Воспоминания о самом себе - Стивенсон Роберт Льюис. Страница 3
Когда же по ночам ум мой не отягощали столь непомерные заботы и не было сильного ветра — а я всю жизнь терпеть не мог, да и сейчас ненавижу, когда за стенами дома шумит буря, — я рассказывал себе необыкновенные истории, в которых сам же играл главную роль. Время от времени я оживлял в них мои игрушки; но большею частью вымыслы эти являли собой приключения целой жизни, полной далеких странствий и гомерических сражений. Я хочу подчеркнуть эту особенность. Они не имели ни малейшего касательства к религии; как ни полны были ею мои мысли в иные минуты, на деле я был чистой воды язычник. А во-вторых, сколько я помню, они всегда так или иначе затрагивали женщин; приверженность моя, очевидно, почти в равной степени распределялась между Эросом и Антэросом. И, наконец, завершались все эти истории смертью, непременно героической, а иной раз и мученической. Я никогда не успокаивался, прежде чем не доводил себя до могилы.
Когда мне было пять лет, к нам в дом приехал погостить мой двоюродный брат, Роберт Алан Стивенсон. Он был на три года старше меня, мечтательный ребенок, который жил со своими сестрами, родителями и сказками «Тысячи и одной ночи», точно во сне и для земной жизни, как показали события, был приспособлен не более чем ангел, только что сошедший с небес. Когда-нибудь я расскажу о нем особо и подробней; теперь же цель моя рассказать о себе, а других упоминать лишь постольку, поскольку они соприкасались со мною, пока складывалась моя личность. Мы с ним жили в некоем призрачном мире. У каждого была своя страна (его звалась Следопытия, моя — Энциклопедия); мы правили ими, вели войны, совершали открытия и без устали составляли карты своих владений. Его страна по очертаниям немного напоминала Ирландию; моя же тянулась наискось через лист бумаги, как большая чурка для игры в чижа. Нам никогда не надоедало рядиться. Мы рисовали, мы раскрашивали свои картины; мы рисовали и вырезывали картонные фигурки для кукольного театра: театр этот — одно из любимейших развлечений моего детства, мне так было жаль его бросать, что я играл тайком лет до пятнадцати. Одним словом, приезд Боба в гости был великим праздником в моей жизни.

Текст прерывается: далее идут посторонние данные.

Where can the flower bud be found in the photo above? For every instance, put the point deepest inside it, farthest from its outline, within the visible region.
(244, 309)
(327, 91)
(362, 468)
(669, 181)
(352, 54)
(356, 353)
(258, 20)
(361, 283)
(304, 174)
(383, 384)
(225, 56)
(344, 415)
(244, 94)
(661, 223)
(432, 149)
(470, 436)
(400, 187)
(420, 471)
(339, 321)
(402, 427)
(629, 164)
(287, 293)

Кстати, тогда же я приобщился к литературным занятиям. Мой дядя, Дэвид Стивенсон, объявил награду — один фунт стерлингов — тому из нас, кто напишет лучшее жизнеописание Моисея. Мое сочинение было, разумеется, продиктовано; и с той поры по нынешний день я неизменно диктую всякий раз, когда есть кому. Житие Моисея было щедро иллюстрировано автором в весьма вольном стиле. На этих иллюстрациях каждый из сынов израильских был изображен с трубкой в зубах, чтобы не так скучно было мерить шагами пустынные просторы. Надо сказать, я вечно что-нибудь рисовал; но делалось это из чисто подражательных и сочинительских побуждений. Я никогда не рисовал с натуры, даже не срисовывал; я просто раскрашивал свои выдумки с целью, прямо противоположной цели настоящего художника. Говорят, я однажды пришел к матери с такими словами: «Мама, я тело уже нарисовал, нарисовать теперь душу?» Это показывает, как рано я пристрастился к рисованию, но использовал его лишь как язык своего рода, даже не помышляя о точности формы или красоте линий. Юные годы истинного художника знаменует собою не столько бойкость кисти, сколько умение видеть.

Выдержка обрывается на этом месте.